Throughout the fifth century tragedy was a ‘‘living and changing genre’’ (Mastro-narde 1999-2000, 27). Phrynichus, Aeschylus, and Sophocles introduced major changes (plays on historical subjects, the addition of the second actor, the addition of the third actor); Euripides made innovations on a smaller scale that have impressed some critics as cumulatively leading to a radical change of direction.

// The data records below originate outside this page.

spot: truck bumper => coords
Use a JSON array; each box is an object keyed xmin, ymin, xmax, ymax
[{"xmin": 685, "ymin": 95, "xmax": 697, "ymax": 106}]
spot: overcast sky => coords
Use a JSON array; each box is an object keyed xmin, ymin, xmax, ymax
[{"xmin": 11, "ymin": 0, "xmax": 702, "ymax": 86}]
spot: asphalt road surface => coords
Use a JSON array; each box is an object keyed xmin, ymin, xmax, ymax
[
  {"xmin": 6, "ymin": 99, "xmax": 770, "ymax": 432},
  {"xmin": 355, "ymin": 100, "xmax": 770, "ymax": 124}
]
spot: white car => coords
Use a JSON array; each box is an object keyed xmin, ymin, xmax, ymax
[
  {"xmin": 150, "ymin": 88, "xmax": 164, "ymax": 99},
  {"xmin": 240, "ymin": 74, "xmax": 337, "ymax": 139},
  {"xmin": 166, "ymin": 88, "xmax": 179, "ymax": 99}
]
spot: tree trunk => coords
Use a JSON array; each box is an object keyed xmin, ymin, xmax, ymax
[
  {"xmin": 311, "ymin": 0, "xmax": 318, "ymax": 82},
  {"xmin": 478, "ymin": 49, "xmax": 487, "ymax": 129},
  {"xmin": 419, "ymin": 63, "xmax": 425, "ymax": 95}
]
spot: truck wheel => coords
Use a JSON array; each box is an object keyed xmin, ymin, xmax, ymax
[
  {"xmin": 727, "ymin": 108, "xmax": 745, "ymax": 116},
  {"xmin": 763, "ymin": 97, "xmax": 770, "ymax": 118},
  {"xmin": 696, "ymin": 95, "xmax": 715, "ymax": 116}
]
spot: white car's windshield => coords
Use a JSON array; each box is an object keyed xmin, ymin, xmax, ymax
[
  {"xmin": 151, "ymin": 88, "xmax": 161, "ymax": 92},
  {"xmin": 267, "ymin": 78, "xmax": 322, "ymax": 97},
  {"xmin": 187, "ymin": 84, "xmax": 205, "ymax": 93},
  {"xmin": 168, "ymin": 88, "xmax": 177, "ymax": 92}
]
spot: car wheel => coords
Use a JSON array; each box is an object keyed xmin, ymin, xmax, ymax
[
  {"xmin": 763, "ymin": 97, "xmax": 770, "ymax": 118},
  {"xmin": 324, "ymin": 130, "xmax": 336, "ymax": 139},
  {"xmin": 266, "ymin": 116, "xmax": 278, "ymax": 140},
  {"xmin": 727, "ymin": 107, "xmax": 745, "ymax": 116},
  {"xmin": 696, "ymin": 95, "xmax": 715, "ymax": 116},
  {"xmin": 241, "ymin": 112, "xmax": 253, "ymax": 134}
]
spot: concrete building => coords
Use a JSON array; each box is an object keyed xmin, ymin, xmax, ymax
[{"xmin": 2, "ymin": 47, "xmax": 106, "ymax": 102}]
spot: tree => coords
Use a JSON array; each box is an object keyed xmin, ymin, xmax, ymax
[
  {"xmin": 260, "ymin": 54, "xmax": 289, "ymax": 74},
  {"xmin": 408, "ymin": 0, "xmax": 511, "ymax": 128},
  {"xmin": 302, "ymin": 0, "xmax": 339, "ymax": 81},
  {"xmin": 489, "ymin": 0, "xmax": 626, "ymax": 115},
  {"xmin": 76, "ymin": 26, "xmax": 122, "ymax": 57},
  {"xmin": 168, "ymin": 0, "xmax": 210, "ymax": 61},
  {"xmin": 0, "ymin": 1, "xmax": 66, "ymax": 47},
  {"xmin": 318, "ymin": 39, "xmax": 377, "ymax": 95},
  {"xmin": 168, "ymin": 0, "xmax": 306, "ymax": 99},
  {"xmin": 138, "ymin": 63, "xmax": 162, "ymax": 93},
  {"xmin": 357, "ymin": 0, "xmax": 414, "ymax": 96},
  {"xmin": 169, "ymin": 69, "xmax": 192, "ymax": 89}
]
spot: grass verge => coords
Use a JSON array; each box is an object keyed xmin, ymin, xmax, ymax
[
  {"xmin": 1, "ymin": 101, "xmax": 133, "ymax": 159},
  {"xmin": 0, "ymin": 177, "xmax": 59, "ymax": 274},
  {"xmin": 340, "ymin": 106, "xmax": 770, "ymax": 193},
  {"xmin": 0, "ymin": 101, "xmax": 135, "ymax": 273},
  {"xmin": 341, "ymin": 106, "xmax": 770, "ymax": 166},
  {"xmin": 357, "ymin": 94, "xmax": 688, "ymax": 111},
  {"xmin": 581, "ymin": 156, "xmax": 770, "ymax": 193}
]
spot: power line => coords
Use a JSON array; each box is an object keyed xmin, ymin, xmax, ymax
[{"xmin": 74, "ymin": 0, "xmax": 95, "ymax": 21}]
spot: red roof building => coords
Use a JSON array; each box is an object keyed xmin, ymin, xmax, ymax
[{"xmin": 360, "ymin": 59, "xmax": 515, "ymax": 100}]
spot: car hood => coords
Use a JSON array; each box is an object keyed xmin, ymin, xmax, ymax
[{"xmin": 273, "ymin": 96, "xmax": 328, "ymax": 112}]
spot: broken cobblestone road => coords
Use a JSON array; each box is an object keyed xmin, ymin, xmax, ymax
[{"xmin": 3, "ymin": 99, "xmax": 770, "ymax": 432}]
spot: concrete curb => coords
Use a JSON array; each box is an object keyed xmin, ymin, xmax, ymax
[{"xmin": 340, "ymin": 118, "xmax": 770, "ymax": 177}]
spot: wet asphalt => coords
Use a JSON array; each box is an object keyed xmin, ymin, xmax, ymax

This view does not, however, factor in the playwright’s reputation up to the nineteenth century, the distortions produced by relying on Aristophanes, the range of Aeschylean and Sophoclean tragedy as suggested by their fragments, and the conservative aspects of Euripides’ own work. The account I have sketched of Euripidean drama suggests a playwright who did not hesitate to introduce contemporary topics into his plays and to make variations on theatrical conventions, but who never ceased to respect and cherish the tragic tradition that he inherited and also did so much to shape. We would be well advised to follow the lead of Euripides’ own contemporaries, including Aristophanes, and to take all three dramatists into account when defining the range of Attic tragedy - a genre that is characterized (as Wilamowitz knew) by its fundamental seriousness, and that is sturdy and flexible enough to accommodate Aeschylus’ Eumenides and Euripides’ Orestes as well as Sophocles’ Oedipus the King.